Research Article  |   January 2003
Effects of scene inversion on change detection of targets matched for visual salience
Author Affiliations
  • Todd A. Kelley
    Department of Psychology, Vanderbilt University, Nashville, TN, USA
  • Marvin M. Chun
    Department of Psychology, Vanderbilt University, Nashville, TN, USA
  • Kao-Ping Chua
    Department of Psychology, Vanderbilt University, Nashville, TN, USA
Journal of Vision January 2003, Vol.3, 1. doi:
  • Views
  • PDF
  • Share
  • Tools
    • Alerts
      This feature is available to authenticated users only.
      Sign In or Create an Account ×
    • Get Citation

      Todd A. Kelley, Marvin M. Chun, Kao-Ping Chua; Effects of scene inversion on change detection of targets matched for visual salience. Journal of Vision 2003;3(1):1.

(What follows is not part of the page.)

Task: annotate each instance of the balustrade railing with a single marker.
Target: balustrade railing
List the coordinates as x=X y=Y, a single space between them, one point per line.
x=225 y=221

      Download citation file:

      © ARVO (1962-2015); The Authors (2016-present)

  • Supplements

This work examines how context may influence the detection of changes in flickering scenes. Each scene contained two changes that were matched for low-level visual salience. One of the changes was of high interest to the meaning of the scene, and the other was of lower interest. High-interest changes were more readily detected. To further examine the effects of contextual significance, we inverted the scene orientation to disrupt top-down effects of global context while controlling for contributions of visual salience. In other studies, inverting scene orientation has had inconsistent effects on detection of high-interest changes. However, this experiment demonstrated that inverting scene orientation significantly reduced the advantage for high-interest changes in comparison to lower-interest changes. Thus, scene context influences the deployment of attention and change-detection performance, and this top-down influence may be disrupted by scene inversion.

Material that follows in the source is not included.